Beyond the Verdict: Why ATSA's Commitment to Prevention and Accountability Matters

A few weeks ago, while I was on vacation, I found myself sitting at a car dealership waiting for an oil change, when the Diddy verdict hit the news. I was outraged—not just by the verdict itself but also because of the glaring, persistent societal misperceptions about sexual harm that led to not guilty verdicts on the more serious charges. Again, a moment that should have highlighted the experience of survivors was reduced to a media spectacle.

Like I’m sure many of you did as well, I felt a deep frustration. As I sat there, I texted with one of ATSA’s Board members from that waiting room, and we found ourselves asking the same question: where is the public understanding of what sexual harm actually is? Where is the conversation about prevention, about power, about the possibility of change? As I drove away, one thought kept rising to the surface:
My very favorite thing about ATSA members is that they fundamentally believe in change.

ATSA members hold a core belief that those who cause sexual harm can take responsibility for their actions. They can grow, be accountable, and help create a safer future. We believe that punishment alone doesn't cut it—healing, accountability, and prevention all need to work together. This belief is what makes our field stand out.
 
And now, it’s time for ATSA to live that belief as an organization.

For too long, ATSA has been a strong voice within the professional community—but a quiet one in the public square. When stories like the Diddy case break, we know the public is paying attention. But too often, our expertise, our members' real-world experience, and our research-based understanding of sexual harm go unheard. Not because we don’t have something to say—but because we haven’t had the structure or strategy to say it boldly, clearly, and in real time.

That’s why our 2024–2027 Strategic Plan matters so much.

This plan isn’t just a roadmap for internal improvement—it’s a call to step forward. It lays out our commitment to:
  • Strengthen and grow our professional community;
  • Expand and modernize educational opportunities;
  • Deepen our support for research and evidence-informed practice;
  • Influence public policy with clarity, courage, and credibility;
  • And critically, reshape how society understands those who cause sexual harm.
As part of this transformation, we’re shifting from a grassroots, volunteer-led model to a professionalized association with the infrastructure to lead.

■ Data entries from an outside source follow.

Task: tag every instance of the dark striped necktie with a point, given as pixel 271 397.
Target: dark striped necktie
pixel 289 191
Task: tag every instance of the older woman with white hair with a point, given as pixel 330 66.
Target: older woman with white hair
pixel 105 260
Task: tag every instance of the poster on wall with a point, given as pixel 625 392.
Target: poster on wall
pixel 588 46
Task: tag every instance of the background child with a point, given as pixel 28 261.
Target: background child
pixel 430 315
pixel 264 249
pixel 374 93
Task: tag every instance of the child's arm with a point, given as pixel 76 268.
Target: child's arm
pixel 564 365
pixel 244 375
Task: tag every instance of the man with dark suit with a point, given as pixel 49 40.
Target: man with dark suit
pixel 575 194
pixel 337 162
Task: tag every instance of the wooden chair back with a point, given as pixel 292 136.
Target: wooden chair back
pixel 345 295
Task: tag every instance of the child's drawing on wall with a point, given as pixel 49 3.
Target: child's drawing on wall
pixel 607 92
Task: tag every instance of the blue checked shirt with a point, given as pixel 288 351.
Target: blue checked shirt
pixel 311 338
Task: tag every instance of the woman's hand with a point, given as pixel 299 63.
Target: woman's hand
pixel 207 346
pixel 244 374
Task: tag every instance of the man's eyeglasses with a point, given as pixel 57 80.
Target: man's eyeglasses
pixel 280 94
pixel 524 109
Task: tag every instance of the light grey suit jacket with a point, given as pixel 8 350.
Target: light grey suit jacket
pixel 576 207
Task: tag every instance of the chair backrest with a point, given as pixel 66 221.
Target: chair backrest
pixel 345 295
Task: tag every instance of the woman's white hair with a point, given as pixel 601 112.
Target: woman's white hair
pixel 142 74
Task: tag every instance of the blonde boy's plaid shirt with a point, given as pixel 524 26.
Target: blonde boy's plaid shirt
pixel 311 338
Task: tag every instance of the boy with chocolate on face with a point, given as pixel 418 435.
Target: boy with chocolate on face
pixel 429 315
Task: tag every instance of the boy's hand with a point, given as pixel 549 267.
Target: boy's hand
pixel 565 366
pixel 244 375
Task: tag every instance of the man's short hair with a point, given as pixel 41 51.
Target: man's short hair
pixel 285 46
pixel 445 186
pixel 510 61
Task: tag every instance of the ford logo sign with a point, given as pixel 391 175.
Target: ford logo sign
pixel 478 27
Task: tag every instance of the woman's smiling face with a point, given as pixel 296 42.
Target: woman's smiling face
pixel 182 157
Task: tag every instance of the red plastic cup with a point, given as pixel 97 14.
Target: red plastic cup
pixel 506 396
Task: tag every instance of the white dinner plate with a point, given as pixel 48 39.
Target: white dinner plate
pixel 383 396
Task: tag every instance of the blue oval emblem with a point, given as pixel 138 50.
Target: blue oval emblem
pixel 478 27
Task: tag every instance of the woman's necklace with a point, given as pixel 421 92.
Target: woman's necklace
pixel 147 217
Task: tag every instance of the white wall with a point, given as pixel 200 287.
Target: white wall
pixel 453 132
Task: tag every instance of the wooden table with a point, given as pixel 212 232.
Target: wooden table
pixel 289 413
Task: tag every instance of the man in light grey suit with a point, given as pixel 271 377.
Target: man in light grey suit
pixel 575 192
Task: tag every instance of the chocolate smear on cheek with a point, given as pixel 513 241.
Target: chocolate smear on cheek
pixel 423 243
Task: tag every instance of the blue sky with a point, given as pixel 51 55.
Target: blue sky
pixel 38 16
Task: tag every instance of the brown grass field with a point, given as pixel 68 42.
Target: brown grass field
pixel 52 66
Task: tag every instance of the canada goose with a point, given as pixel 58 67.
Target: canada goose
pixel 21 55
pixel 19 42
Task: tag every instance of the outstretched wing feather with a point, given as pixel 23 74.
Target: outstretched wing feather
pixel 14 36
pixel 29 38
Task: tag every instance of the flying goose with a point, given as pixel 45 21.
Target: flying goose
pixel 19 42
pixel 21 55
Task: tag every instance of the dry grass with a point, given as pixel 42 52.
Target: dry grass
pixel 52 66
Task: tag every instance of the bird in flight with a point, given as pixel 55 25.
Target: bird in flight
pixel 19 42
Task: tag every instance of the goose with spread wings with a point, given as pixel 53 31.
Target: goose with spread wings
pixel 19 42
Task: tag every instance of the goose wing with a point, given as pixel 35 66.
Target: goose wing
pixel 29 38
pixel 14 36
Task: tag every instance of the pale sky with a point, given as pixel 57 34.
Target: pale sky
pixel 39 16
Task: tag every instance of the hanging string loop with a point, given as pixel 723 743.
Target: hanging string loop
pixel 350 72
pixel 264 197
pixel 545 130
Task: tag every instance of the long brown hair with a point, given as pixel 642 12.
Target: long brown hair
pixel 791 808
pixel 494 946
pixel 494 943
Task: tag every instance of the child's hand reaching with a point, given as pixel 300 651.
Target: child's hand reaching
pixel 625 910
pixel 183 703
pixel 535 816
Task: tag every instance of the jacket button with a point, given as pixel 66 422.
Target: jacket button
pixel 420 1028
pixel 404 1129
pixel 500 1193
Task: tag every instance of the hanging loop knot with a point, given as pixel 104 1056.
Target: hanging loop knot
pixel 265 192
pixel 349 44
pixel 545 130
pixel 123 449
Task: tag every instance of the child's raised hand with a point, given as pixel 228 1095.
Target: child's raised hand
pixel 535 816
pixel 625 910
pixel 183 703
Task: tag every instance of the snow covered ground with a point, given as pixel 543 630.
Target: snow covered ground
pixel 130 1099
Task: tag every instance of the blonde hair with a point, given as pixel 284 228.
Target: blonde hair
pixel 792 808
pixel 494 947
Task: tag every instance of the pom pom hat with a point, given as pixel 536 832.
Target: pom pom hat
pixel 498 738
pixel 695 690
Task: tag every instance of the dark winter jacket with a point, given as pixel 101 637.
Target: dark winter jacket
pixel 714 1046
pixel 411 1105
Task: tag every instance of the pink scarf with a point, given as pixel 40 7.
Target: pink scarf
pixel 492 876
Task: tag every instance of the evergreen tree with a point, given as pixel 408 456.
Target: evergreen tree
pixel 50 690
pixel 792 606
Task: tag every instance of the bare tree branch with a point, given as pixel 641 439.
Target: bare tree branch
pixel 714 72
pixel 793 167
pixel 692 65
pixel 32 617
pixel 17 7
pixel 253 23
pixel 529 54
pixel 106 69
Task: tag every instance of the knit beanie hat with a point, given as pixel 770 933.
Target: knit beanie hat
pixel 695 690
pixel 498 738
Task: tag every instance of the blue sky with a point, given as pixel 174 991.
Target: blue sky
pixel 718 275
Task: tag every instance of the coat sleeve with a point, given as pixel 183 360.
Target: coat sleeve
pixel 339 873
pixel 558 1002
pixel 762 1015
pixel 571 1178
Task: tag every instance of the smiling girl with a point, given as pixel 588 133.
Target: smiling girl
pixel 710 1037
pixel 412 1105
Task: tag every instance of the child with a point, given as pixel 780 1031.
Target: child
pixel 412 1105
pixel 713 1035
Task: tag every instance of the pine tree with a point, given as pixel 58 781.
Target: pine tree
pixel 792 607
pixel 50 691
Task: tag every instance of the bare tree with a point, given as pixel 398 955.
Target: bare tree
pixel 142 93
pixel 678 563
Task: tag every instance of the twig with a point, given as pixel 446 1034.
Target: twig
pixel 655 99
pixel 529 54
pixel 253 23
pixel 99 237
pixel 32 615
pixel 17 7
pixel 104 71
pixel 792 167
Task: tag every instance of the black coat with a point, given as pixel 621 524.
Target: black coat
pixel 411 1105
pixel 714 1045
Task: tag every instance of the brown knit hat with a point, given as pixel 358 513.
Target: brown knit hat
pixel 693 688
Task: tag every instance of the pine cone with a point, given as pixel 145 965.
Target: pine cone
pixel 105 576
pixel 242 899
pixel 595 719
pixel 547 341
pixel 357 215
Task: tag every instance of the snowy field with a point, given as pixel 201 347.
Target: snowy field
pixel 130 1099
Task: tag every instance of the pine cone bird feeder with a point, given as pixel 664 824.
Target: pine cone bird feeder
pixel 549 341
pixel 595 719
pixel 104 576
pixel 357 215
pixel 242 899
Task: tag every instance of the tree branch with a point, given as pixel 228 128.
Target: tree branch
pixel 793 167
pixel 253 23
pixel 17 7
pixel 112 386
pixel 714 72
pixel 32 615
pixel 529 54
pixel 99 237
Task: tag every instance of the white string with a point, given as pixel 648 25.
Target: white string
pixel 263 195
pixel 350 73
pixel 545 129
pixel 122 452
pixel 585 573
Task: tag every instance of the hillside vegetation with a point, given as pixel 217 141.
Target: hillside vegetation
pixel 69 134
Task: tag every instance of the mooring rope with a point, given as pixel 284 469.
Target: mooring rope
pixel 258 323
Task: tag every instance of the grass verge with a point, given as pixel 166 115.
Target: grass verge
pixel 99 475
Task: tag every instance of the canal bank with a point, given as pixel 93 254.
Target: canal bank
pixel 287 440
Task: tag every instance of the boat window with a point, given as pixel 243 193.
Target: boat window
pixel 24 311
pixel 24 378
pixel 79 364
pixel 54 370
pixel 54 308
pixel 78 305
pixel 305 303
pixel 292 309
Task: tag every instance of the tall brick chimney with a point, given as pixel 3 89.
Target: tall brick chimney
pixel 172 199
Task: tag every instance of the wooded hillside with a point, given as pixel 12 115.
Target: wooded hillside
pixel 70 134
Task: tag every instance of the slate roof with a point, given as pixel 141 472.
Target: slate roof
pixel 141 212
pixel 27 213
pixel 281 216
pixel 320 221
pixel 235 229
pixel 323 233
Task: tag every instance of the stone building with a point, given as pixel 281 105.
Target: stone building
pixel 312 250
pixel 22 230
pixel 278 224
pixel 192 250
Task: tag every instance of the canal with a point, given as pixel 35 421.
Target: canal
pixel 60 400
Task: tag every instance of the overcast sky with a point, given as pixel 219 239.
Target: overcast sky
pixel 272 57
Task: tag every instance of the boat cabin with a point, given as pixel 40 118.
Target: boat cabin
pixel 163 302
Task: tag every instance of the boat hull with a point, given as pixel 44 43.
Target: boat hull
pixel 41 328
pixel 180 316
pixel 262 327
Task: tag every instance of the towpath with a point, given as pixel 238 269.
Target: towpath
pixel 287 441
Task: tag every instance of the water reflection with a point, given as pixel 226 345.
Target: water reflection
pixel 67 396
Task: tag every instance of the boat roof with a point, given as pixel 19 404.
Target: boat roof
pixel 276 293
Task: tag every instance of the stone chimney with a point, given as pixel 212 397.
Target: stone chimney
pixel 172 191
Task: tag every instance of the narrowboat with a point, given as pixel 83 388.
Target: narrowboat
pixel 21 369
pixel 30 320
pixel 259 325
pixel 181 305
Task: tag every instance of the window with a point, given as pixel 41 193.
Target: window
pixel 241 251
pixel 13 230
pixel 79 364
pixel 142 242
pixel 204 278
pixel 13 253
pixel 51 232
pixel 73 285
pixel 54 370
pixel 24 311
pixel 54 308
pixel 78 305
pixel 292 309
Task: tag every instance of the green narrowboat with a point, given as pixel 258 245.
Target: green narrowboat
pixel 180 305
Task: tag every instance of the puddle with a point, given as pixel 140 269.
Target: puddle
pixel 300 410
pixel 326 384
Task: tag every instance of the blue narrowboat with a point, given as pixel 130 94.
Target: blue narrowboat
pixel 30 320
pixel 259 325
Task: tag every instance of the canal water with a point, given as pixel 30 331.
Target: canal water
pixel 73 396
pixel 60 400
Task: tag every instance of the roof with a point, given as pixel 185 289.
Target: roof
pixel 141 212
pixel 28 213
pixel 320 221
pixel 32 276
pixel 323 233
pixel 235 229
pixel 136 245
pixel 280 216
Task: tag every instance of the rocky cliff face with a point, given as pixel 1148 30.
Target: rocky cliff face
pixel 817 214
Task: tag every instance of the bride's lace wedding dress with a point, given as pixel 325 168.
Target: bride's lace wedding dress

That kind of change comes with growing pains. We’ve had missteps—communications that didn’t land, transitions that felt unclear. But just as we support our clients through moments of uncertainty, we are holding ourselves to that same process.
We are learning. We are listening. And we are committed to transparency.

This is a crucial moment—conversations about sexual harm are happening, but they're missing the nuance that’s so badly needed. It demands that we speak up. That we advocate for an approach rooted in evidence and compassion. That we model the very thing we believe in: the power of meaningful, lasting change.

To our members: thank you. Your unwavering dedication to this work inspires the direction we’re taking. And as ATSA invests in the broader societal conversation, we do so with the fundamental belief that sexual violence can be prevented because of your work.

We are not just responding to change. We are becoming the change.